In the statement, Shifl noted that the ocean freight rates are intrinsically connected to the retail industry as it makes up over half of all imports into the country.

It said that while global container lines have tried measures like blanking sails and removing capacity from the market, falling retail demand has pulled down ocean spot freight rates and continues to do so.

"This drop in freight rates will go a long way in helping combat the rising inflation. The issue of increased freight rates will go a long way in helping combat the rising inflation," Levy added.

This aside, the growth of new import orders has also slowed down, which points to an extended period of volumes staying lower than expected.

Shifl noted that while it was anticipated that order numbers into China would pour in at high volumes with the loosening of restrictions in Shanghai, it was not to be, as it received a lukewarm response from shippers.

Lower import volumes to the US

It added that with orders taking about a couple of months to be serviced from order to delivery, a fall in the number of orders indicates lower import volumes making their way into the US in the short term. 

"While long-term ocean freight prices remain higher than spot ocean freight prices, the situation may not last long. When shippers realize spot prices continue to cascade, they could look to renegotiate their contracts with container lines. With import orders not staying strong in the middle of June -- a regular high season and the Chinese adamance to hold on to COVID-zero measures can result in uncertainty in import flows, negatively impacting freight prices over the course of this year," Levy said.

Shifl also said that vessel queues have drastically fallen across the ports of Los Angeles and Long Beach, with ship numbers dropping to 25 ⁠— a far cry from the historical high of 109 ships in January 2022 while the queues have been increasing on the East Coast.

While the ports of LA and LB have been reporting historically high volumes, rapidly falling vessel queue numbers reflect cooling retail import demand, Shifl added.

"The sheer number of disruptions to production in China due to the country's strict COVID zero restrictions is another cause for a fall in Chinese volumes reaching the US. Restrictions saw Chinese production epicentres Shenzhen and Shanghai suffer for several months, lowering output that led to fewer import volumes," the digital freight forwarding platform added.

Increasing lead times on the US East Coast

Shifl noted that the increased traffic to the East Coast inevitably led to increasing cargo lead times as vessel queues increased across the port of New York.
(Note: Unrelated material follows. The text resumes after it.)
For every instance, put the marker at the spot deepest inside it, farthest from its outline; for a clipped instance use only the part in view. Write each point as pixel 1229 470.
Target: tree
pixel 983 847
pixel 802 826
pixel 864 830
The cargo lead times have risen from roughly 51 days in January 2022 to 56 days in May 2022. 

"Our data indicate that the hike in interest rates by the Fed is another blow to consumerism, as other industries, including services and real estate, see a hit in fortunes. Mortgage rates going up significantly from last year can result in slowing house construction starts, further reducing related retail spending," Levy said.

"The US distribution system is stuffed with stuff. Business inventories in April were up nearly 18% from a year ago. Inventories at non-auto retailers were up 20%. One merchant after another — Target, Walmart, Costco, even mighty Amazon — has reported disappointing earnings and is marking down excess merchandise like crazy. Merchant wholesalers — a category that includes companies that import everything from washing machines to smartphones for sale in the United States — show much the same trend," Economist Marc Levinson wrote on his Linkedin. 

"The reason for the excess inventory? Simply enough, consumers have stopped spending with abandon. As shopping habits revert to pre-pandemic norms, inflation decimates buying power, and home sales stall, the demand for consumer goods is stalling as well," Levinson added, echoing what Shifl has been saying previously in support of the dropping ocean spot freight rates.